Web Scraping is a technique of extracting/scraping information from websites. This technique mostly focuses on the transformation of unstructured data (HTML format) on the web into structured data.
We will use python library named
BeautifulSoup for this purpose. Do not worry about it right now, we will have program examples in the next tutorial. Our web scraper program will use this library to parse the website's HTML and extract the data. We will also use the
Requests Library to open the URL, download the HTML and pass it to
NOTE: Many websites do not allow Web Scraping, and it might get you in legal troubles. Hence, we advice you to use this only for learning purposes and not to steal or copy data from websites.
To install the required python modules, follow the instructions below:
$ sudo pip install BeautifulSoup $ sudo pip install Requests
$ pip install BeautifulSoup $ pip install Requests
If you have ever visited a website and looked at the source code(Right Click → View Page Source) you must have seen lots of crappy or non understandable information there. Well, unless we get something understandable or well structured, it is of no use. So to scrap data from a website(say we want to get prices for all the products on a particular page of an e-commerce website), first of all we need to uniquely identify the HTML tags that hold the data on the website. The question is how?
So, if you know HTML basics(click on the link, to learn HTML using our Interactive Course), you must be knowing about HTML tags and attributes. Well, this is the trick, we use HTML tags or attributes or both to uniquely identify any data on a website. Let's see an example.
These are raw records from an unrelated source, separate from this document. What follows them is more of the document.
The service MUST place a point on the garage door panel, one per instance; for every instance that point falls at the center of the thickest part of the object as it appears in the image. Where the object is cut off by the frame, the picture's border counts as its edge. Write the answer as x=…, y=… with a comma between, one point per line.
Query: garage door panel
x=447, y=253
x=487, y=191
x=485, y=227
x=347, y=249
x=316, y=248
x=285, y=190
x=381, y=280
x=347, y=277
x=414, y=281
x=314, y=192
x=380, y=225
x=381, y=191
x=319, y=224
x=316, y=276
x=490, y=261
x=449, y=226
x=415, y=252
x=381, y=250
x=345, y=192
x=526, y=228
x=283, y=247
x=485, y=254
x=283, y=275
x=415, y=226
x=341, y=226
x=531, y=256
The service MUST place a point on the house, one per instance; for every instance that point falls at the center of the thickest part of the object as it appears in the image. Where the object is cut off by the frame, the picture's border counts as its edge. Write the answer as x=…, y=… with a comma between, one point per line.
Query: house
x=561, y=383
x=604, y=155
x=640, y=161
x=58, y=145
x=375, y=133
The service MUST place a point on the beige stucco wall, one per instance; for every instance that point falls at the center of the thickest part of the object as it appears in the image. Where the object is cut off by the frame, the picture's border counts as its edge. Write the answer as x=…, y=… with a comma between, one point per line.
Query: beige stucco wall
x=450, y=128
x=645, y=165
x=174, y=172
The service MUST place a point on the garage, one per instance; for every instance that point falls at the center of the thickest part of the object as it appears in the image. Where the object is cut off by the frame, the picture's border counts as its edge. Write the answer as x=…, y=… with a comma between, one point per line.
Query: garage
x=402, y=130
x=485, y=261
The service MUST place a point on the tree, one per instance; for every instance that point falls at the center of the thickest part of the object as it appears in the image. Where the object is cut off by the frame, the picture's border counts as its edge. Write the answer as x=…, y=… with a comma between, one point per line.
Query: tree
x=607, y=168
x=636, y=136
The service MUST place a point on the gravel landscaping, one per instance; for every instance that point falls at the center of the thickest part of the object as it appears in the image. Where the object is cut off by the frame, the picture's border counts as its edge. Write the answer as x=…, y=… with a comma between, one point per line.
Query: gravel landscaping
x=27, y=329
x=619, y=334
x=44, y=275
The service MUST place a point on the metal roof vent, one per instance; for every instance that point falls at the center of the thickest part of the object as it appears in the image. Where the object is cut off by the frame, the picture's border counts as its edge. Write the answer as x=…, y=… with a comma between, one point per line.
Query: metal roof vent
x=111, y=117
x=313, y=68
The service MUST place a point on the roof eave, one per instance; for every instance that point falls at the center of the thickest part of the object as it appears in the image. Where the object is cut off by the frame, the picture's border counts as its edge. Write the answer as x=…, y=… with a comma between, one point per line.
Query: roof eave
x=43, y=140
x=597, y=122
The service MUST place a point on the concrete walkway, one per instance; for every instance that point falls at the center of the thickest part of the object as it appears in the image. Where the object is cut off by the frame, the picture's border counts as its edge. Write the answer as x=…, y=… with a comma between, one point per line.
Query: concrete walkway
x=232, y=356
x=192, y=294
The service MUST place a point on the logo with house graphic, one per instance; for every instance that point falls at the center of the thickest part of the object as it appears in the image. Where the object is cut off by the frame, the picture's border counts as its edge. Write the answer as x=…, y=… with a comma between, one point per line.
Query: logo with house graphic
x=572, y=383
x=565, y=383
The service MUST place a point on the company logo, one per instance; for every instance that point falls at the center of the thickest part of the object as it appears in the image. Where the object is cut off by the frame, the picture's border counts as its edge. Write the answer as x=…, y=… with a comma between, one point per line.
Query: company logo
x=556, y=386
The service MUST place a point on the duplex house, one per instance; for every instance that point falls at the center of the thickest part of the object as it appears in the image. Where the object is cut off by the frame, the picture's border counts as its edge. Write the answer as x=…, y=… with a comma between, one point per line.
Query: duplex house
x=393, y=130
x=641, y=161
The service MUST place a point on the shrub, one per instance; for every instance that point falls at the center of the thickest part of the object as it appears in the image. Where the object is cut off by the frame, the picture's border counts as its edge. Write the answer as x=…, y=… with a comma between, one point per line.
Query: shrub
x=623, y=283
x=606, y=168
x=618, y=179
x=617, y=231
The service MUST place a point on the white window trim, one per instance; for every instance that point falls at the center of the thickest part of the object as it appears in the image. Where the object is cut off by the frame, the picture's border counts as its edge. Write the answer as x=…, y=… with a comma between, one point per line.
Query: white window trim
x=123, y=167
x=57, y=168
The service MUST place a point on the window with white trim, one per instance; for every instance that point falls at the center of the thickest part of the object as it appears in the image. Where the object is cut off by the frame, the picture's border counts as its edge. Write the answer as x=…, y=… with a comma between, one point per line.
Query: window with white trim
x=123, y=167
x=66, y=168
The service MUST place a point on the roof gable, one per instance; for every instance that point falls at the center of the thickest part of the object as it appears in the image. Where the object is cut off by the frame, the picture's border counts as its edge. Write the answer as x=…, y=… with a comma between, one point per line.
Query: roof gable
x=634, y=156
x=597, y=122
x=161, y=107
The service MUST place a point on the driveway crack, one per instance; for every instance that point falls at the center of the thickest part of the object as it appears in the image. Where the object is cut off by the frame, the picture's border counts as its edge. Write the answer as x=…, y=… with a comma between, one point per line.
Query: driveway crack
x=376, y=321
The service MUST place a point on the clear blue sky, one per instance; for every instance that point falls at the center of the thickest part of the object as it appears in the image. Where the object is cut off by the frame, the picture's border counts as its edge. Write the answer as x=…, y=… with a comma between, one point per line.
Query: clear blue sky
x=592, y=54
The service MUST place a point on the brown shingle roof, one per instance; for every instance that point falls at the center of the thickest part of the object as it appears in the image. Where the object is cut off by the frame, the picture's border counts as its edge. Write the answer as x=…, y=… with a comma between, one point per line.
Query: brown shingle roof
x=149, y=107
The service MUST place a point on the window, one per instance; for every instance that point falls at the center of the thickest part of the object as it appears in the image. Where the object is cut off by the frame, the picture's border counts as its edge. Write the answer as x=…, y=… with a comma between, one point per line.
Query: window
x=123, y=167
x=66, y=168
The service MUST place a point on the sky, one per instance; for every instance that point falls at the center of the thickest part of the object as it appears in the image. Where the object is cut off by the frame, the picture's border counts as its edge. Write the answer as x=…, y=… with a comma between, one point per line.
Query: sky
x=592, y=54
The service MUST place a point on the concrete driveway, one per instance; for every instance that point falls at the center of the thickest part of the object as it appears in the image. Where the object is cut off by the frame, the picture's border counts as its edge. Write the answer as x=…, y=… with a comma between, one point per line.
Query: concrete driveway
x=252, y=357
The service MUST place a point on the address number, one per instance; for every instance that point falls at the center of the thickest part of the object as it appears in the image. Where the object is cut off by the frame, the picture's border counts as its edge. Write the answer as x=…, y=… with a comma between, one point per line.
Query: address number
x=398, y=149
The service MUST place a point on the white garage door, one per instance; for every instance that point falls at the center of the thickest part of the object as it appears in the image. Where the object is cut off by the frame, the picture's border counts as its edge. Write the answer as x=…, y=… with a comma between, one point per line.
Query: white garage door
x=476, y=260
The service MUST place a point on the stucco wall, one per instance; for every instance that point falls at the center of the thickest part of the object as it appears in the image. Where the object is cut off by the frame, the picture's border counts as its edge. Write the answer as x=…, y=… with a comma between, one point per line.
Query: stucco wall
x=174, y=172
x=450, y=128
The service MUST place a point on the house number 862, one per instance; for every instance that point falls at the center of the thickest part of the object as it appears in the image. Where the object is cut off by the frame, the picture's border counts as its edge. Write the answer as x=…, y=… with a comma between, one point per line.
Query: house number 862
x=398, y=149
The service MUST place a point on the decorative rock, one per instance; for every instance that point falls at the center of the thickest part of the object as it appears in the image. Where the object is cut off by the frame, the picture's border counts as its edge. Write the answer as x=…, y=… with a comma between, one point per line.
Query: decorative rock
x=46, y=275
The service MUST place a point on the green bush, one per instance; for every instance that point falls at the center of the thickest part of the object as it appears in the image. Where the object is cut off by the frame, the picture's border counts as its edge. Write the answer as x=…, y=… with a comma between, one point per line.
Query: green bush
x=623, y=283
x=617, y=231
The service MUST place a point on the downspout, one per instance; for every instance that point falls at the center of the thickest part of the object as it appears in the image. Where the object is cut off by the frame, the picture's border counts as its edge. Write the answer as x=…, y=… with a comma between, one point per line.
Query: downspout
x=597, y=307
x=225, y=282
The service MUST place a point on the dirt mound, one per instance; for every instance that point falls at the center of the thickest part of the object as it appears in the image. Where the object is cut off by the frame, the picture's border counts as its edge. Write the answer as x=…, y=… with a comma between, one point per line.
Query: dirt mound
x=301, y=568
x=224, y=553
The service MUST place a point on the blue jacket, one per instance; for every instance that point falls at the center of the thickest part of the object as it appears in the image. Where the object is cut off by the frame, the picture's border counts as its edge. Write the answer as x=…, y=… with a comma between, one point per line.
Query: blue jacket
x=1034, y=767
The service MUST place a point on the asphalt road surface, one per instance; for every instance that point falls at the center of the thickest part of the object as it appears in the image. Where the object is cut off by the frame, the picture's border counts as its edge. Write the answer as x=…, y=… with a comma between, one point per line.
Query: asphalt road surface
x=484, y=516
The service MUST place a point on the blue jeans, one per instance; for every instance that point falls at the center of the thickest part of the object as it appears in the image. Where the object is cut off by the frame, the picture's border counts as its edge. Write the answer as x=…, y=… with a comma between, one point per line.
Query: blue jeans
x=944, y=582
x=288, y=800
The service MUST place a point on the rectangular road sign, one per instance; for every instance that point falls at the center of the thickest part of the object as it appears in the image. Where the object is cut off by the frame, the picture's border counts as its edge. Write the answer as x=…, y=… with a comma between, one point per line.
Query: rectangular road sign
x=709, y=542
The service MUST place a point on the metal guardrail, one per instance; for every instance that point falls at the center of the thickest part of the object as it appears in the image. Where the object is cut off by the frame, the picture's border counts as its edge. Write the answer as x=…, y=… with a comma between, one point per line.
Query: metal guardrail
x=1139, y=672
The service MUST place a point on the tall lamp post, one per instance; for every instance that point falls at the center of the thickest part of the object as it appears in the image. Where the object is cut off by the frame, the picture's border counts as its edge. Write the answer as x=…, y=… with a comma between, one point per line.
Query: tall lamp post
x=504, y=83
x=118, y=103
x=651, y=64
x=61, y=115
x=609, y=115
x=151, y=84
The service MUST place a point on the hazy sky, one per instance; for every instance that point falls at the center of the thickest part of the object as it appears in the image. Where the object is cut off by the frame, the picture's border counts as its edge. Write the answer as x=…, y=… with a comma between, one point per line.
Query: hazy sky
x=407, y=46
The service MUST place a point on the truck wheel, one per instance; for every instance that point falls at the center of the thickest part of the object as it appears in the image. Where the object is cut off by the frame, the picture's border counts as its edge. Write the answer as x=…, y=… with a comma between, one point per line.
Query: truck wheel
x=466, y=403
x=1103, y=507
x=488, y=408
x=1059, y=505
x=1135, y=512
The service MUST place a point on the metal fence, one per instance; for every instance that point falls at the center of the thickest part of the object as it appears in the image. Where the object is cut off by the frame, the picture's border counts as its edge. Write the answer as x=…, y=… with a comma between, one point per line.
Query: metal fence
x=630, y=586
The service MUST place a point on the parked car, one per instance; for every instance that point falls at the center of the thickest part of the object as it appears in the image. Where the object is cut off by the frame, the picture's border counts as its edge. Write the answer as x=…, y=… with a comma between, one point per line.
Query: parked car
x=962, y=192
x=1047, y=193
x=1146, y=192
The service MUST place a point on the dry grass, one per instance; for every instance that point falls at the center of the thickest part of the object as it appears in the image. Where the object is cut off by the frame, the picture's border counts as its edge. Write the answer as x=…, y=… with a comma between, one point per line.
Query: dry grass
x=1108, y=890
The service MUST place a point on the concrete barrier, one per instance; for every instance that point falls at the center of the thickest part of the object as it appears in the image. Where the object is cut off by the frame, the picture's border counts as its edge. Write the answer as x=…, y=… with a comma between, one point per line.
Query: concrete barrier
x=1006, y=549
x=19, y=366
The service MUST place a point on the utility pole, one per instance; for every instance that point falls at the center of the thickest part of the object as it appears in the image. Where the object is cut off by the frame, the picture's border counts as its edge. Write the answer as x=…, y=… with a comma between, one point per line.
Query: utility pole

To uniquely identify the price tag from the website:
Here you can see that price 449.00 can be identified uniquely by:
<span id="priceblock_saleprice" class="a-size-medium a-color-price">
Now, let's say we want to get data and want to compare/store it with data gathered from some other websites. Here is where scraping comes into play. It can be used for mining data from multiple websites. This technology is being used vigrously now-a-days. Many websites like Trivago, which only compares price for the same product from different platforms uses same technology.